Letters on Poetry and Art

SABCL - Volume 27

Part 2. On His Own and Others’ Poetry
Section 1. On His Poetry and Poetic Method
On Some Poems Written during the 1930s

Overhead Inspiration in Some Poems of the 1930s [1]

A long time ago, you wrote to me that the Overmind has two levels — the intuitive and the gnostic. There are surely several passages in your own poetry as well as in the Upanishads and the Gita that sustain an inspiration from the former; but has no poetry ever come from the Overmind proper which is turned towards the full supramental Gnosis? Do you remember anything either in Sanskrit or in your own work which derives from there? If not, is it possible to give some idea as to what quality of rhythm, language and substance would constitute the difference between the expression of the Overmind Intuition and the Overmind Gnosis?
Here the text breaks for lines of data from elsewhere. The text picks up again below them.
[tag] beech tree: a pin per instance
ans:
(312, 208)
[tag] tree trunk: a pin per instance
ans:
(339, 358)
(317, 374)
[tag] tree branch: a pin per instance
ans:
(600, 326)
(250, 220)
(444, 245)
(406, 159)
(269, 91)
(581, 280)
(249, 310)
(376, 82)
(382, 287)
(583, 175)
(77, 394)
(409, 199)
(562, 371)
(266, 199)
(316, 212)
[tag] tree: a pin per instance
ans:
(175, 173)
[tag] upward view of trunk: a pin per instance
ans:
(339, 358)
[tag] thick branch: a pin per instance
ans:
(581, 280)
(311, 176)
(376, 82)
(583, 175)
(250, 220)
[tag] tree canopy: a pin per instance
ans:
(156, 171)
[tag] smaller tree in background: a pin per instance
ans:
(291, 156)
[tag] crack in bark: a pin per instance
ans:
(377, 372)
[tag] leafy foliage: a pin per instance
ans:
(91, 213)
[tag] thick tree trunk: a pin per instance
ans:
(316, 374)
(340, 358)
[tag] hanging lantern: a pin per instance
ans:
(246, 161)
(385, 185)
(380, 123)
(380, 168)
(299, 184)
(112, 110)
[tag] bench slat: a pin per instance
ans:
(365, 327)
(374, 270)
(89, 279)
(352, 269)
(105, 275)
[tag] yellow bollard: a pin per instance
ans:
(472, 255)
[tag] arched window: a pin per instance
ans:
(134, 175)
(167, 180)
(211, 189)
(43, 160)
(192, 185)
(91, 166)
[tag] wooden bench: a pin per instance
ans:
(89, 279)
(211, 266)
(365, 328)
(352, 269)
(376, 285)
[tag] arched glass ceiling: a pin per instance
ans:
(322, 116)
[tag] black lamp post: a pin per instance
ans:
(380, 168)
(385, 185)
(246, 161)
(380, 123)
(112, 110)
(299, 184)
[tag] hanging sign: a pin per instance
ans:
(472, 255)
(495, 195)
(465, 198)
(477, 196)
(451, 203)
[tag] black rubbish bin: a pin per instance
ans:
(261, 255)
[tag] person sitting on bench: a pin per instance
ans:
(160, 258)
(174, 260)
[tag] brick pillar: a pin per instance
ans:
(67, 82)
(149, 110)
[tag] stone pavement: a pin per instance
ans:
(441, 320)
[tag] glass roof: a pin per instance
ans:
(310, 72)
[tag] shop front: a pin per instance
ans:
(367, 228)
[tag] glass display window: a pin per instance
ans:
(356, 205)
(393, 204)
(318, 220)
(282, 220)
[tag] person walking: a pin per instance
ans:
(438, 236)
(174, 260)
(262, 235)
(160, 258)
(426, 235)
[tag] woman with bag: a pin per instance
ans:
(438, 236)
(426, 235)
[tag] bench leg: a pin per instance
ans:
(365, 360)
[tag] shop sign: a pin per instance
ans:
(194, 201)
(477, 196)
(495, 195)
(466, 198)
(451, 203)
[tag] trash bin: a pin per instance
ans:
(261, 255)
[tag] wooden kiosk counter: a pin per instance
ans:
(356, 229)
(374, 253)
Those four lines I quoted to you from yourself the other day — where do they hail from?

Arms taking to a voiceless supreme delight,

Life that meets the Eternal with close breast,

An unwalled mind dissolved in the Infinite,

Force one with unimaginable rest?

It is really very difficult for me to say anything in this respect about my own poetry; there is too complex a working of the Consciousness for it to be possible for me to classify and define. As for the Overmind Gnosis, I cannot yet say anything — I am familiar with its workings, but they are not easily definable or describable and, as for poetry, I have not yet observed sufficiently to say whether it enters in anywhere or not. I should expect its intervention to be extremely rare even as a touch; but I refer at present all higher overmind intervention to the O.I. [Overmind Intuition] in order to avoid any risk of overstatement. In the process of overmental transformation what I have observed is that the Overmind first takes up the illumined and higher mind and intellect (thinking, perceiving and reasoning intelligence) into itself and modifies itself to suit the operation — the result is what may be called a mental Overmind — then it lifts these lower movements and the intuitive mind together into a higher reach of itself, forming there the Overmind Intuition, and then all that into the Overmind Gnosis awaiting the supramental transformation. The overmind “touch” on the Higher Mind and Illumined Mind can thus raise towards the O.I. or to the O.G. or leave it in the M.O.; but, estimating at a glance as I have to do, it is not easy to be quite precise. I may have to revise my estimates later on a little, though not perhaps very appreciably, when I am able to look at things in a more leisurely way and fix the meeting lines which often tend to fade away, leaving an indefinable border.